Current art only allows detection of orthopedic infections at a late stage when colonization has already occurred.
There is a need for early detection of infections. We believe incorporation of biosensors on implants allows detection of a clinical infection before it ever occurs. This can be regarded as “pre-infection” detection. This is similar in concept to the “Pre-cogs” of the movie Minority Report, who could foresee “premediated murders” before they ever occurred. In a similar fashion, biosensors on implants can detect clinical infections before they ever occur.
Estimated cost of treating a pre-infection may simply be the cost of one week of oral antibiotics. Estimated cost of treating cost of treating an infection after colonization maybe as high as $200,000.
Biosensors on implants provide a Prosthetic Infection-Point of Care (PI- POC) diagnostic system, which allows continuous monitoring of biologically and physically relevant parameters, directly at the actual site of contamination.
A biosensor includes two components: a bioreceptor and a transducer. In its most basic form, the bioreceptor is a biomolecule that recognizes a target analyte, and a transducer converts the recognition event into a measurable signal. A uniqueness of the biosensor includes that these two components are integrated into a single sensor (unit), which measures the target analyte without use of a reagent. A simplicity and a speed of measurement requiring no specialized laboratory skills are some advantages of a biosensor.
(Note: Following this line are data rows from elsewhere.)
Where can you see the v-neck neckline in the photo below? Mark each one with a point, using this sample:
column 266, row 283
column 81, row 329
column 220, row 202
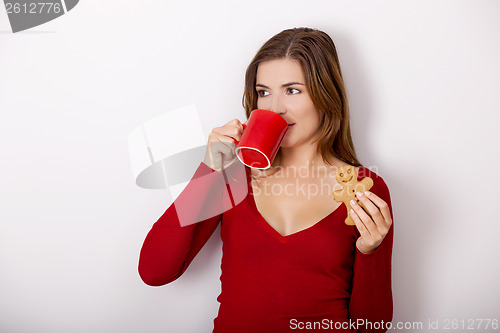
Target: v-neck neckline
column 275, row 232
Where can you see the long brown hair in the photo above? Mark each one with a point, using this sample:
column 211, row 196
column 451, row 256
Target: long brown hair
column 317, row 55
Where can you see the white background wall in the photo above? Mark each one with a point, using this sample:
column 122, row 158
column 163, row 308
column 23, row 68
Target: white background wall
column 423, row 79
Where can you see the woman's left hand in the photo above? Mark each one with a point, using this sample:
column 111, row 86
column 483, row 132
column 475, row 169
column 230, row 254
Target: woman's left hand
column 372, row 229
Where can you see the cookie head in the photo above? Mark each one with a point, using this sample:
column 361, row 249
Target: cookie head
column 346, row 174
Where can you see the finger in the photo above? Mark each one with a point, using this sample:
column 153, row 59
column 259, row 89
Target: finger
column 363, row 231
column 365, row 218
column 224, row 145
column 382, row 205
column 234, row 131
column 377, row 216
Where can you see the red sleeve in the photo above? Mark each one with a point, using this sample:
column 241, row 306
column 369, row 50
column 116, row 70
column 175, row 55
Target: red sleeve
column 371, row 296
column 181, row 232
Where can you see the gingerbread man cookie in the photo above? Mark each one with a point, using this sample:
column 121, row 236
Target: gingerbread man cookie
column 347, row 177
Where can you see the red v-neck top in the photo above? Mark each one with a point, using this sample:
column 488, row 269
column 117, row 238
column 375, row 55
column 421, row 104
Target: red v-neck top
column 273, row 283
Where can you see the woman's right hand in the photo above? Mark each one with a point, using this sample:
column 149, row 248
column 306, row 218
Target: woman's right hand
column 222, row 143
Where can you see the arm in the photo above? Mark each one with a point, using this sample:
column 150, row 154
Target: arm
column 184, row 228
column 371, row 295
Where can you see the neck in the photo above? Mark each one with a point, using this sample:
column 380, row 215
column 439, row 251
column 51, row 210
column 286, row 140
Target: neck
column 300, row 156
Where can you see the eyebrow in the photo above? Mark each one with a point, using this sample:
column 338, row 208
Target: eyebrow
column 283, row 85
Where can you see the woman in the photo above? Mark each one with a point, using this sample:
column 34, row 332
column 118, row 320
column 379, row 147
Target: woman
column 289, row 260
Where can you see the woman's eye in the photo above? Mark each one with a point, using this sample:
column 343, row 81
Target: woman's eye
column 293, row 91
column 262, row 93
Biosensor research has experienced explosive growth over the last two decades. A modern biosensor is an analytical device that converts a biological response into a quantifiable processable signal. Biosensors are employed in disease monitoring, drug discovery, detection of pollutants and disease-causing microorganisms.
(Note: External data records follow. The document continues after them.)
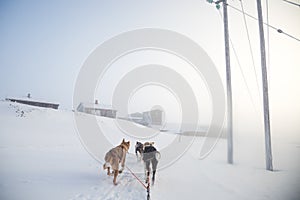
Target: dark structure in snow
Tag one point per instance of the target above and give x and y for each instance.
(148, 118)
(32, 102)
(97, 109)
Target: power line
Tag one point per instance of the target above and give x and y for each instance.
(250, 46)
(268, 40)
(273, 27)
(293, 3)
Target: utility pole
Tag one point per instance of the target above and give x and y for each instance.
(268, 149)
(229, 90)
(228, 82)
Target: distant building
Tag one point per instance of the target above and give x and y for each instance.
(153, 117)
(97, 109)
(33, 102)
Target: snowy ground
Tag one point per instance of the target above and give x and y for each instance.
(42, 158)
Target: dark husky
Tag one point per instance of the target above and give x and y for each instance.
(150, 156)
(114, 157)
(139, 148)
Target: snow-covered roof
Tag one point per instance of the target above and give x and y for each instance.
(31, 100)
(96, 106)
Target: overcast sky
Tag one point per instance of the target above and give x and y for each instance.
(45, 43)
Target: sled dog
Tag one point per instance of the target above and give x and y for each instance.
(139, 148)
(114, 157)
(150, 156)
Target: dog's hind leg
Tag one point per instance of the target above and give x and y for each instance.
(154, 166)
(116, 172)
(105, 166)
(147, 170)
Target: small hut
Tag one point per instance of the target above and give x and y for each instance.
(97, 109)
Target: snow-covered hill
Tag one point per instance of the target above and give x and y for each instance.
(43, 158)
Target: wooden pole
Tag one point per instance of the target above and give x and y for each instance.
(229, 90)
(268, 149)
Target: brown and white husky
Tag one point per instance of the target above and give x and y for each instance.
(114, 157)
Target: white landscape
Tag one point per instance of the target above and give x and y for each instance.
(42, 158)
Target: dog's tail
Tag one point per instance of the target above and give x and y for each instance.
(157, 155)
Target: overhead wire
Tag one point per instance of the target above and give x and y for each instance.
(250, 47)
(273, 27)
(268, 42)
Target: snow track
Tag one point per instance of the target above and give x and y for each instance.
(42, 158)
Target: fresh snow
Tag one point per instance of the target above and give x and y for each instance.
(42, 158)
Bioreceptors are analyte specific, passive, continuous and direct systems. They are small, self-sustained, self-contained, nonstop in situ monitoring units that automatically send SOS signals when a relevant analyte is detected.
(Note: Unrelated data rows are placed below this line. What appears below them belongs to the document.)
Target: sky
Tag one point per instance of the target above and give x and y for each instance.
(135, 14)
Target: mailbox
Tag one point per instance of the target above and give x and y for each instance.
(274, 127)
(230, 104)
The analytes of interest may be the bacteria itself such as MRSA, Bacterial metabolites such as leukocyte esterase, alpha defensing, nitrates, and WBCs. They could also include metal debris such as cobalt, chromium, and titanium.
Traditional sensors used on implants, on the other hand, are bulky, require a battery, printed circuit boards, antennas, communications links, and data collection units. These characteristics make the traditional sensors less efficient and more difficult to incorporate within implants.